I-395 feasability study to resume, Miami-Dade says

Paola Iuspa-Abbott

The state will analyze tearing down elevated Interstate 395 in downtown Miami and rebuilding it in a broad ditch to remove a perceived barrier between the performing arts center and AmericanAirlines Arena neighborhoods.

The Florida Department of Transportation will resume a study started in 1994 to correct design problems on the expressway linking the mainland to Miami Beach. Initial plans to widen the existing structure have been on hold for at least eight years because of a lack of public support and funding.

The new study will center on a completely new design that could become reality sometime in the next two decades. The 1994 report noted structural deficiencies, poor alignments and safety deficiencies.
Given the go-ahead

The Metropolitan Planning Organization, responsible for the transportation planning process in Miami-Dade County, last month directed the state to go ahead with a Project Development and Environmental study on its favored "open-cut" alternative. It consists of an I-395 slightly north of its current location - to make it less curvy - and below ground level.

Northbound and southbound streets, including North Miami Avenue and Biscayne Boulevard, would pass over the highway, similar to a tunnel without a top. The Florida East Coast Railroad tracks would also cross over the highway. I-395 would slope down from the ramp at I-95 until it reaches the McArthur Causeway on Biscayne Bay.

The state will study the feasibility of this proposal and consider other alternatives, department officials said.

County Commission Chairwoman Barbara Carey-Shuler and Miami Mayor Manny Diaz are the cheerleaders behind this proposal. They headed the MPO's I-395 Committee, which gave birth to the $550 million concept.

Both said the new expressway would help revitalize Overtown, one of the county's poorest areas. The mostly black, low-income neighborhood is east of I-95, west of Biscayne Boulevard and north of Miami's business district. About 52 percent of its families live in poverty. The median family income is $13,212, according to the 2000 U.S. Census Bureau.

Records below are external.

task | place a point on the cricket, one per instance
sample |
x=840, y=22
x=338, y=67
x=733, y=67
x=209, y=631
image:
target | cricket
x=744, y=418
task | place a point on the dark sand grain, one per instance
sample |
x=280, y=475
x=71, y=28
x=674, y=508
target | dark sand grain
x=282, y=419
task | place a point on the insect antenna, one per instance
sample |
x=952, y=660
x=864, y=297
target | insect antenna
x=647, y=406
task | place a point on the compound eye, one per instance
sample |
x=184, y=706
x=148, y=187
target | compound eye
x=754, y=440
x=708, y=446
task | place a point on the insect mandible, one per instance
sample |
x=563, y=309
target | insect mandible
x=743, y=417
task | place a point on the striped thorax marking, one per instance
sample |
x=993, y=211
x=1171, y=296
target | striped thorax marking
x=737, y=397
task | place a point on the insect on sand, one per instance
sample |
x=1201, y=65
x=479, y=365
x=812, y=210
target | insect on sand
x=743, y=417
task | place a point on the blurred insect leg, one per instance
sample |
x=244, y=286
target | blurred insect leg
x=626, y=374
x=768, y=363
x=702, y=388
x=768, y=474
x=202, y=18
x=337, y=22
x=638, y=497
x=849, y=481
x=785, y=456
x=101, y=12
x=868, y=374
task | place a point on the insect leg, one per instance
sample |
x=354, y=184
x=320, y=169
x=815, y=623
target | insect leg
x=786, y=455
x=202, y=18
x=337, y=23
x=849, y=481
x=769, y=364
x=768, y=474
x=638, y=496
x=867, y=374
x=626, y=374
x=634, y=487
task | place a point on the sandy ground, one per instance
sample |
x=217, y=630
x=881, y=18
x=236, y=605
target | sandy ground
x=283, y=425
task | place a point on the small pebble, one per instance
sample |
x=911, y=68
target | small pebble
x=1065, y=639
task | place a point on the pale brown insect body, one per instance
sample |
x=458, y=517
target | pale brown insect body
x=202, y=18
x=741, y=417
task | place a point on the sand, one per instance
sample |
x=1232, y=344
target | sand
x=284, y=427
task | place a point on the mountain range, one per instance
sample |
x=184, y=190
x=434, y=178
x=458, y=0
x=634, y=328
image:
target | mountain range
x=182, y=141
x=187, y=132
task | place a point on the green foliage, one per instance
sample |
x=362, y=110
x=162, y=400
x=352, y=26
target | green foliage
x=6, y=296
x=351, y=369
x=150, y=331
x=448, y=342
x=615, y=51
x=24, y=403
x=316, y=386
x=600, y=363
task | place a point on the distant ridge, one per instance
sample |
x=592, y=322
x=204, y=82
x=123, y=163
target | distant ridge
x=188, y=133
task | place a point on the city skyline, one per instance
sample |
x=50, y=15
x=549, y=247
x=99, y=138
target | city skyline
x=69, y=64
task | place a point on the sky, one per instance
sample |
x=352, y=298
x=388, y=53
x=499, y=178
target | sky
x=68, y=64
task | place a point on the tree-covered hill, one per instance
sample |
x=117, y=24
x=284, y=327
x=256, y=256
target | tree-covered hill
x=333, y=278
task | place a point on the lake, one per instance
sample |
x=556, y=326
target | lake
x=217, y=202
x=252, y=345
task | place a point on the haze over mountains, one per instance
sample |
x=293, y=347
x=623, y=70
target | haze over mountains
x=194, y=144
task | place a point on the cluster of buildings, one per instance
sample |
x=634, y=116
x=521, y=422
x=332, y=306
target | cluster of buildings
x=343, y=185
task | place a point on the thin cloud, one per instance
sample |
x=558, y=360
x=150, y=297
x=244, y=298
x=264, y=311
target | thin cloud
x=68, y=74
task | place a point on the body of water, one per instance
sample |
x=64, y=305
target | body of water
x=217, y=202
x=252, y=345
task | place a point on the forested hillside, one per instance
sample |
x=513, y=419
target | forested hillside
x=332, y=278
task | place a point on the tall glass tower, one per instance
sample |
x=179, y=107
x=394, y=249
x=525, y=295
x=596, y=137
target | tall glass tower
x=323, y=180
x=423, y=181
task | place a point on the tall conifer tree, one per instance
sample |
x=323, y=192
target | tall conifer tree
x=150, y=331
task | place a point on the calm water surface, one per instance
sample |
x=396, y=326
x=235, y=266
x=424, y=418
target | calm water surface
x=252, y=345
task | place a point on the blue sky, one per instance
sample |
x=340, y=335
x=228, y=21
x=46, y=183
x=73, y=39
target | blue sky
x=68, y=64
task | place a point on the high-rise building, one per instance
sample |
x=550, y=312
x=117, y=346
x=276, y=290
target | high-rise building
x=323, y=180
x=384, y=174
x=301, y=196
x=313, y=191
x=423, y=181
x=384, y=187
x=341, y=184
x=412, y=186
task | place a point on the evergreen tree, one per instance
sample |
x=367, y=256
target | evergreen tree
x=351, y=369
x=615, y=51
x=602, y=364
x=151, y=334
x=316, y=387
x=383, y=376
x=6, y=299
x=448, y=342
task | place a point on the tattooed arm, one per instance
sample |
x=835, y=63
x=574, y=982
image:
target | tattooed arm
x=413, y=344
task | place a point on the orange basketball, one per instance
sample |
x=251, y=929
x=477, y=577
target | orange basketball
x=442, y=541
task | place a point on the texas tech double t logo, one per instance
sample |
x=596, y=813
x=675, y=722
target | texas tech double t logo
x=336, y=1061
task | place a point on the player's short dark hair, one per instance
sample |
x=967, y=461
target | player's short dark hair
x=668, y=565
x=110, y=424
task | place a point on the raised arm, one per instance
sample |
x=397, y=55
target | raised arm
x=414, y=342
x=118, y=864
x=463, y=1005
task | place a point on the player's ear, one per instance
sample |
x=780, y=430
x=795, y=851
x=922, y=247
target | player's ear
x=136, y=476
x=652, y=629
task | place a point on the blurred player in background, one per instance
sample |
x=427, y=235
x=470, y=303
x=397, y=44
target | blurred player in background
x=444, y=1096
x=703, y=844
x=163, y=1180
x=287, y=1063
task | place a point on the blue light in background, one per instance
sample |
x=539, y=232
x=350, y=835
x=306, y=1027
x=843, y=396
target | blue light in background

While the new design would free up about 40 acres for a park on the south side of the relocated highway, the state would need to buy land north of the existing expressway. It would need to acquire parcels and flatten businesses and homes on the north side, at Northeast 13th Street, a block south of the $370 million performing arts center set to open in early 2006. Property value on the former industrial neighborhood surrounding the arts center has more than tripled in the past four years. Rundown warehouses now sell for at least $130 s square foot and land for about $70 a square foot, said Gil Terem, an area business and property owner.

County Commissioner Dorin Rolle, an MPO member, said it was pivotal to build affordable housing in the same ZIP code for families likely to be displaced. He wants to prevent history from repeating itself. At least 12,000 families were forced to abandon Overtown in the 1960s, when I-95 and I-395 were built, slicing through a thriving black village, elected officials said.


"It is important that we don't just make promises and do what is right for the people in that community," he said.
Available for development

About one-third of Overtown is vacant and available for development, said community activist Irving McKnight.

"They can build housing there," he said.

Miami city officials and the MPO will be responsible for adopting legislation necessary to promote affordable housing for those set to lose their homes, Carey-Shuler said.

McKnight and other community members early this year opposed rerouting I-395, as they feared massive relocations. They also had said the open-cut design would further isolate Overtown. But they changed their mind after meeting with Diaz, Carey-Shuler and other MPO members, he said.

McKnight was assured his community would be included in discussions leading to a final design and expressway reconstruction.

"This time, I am at the table with them" he said. "Before, I wasn't."

But some were not so optimistic.

"Everybody comes here [county hall] trying to make some money," resident Linda Watson said. "I am here trying to keep a roof over my head. Just leave us where we are."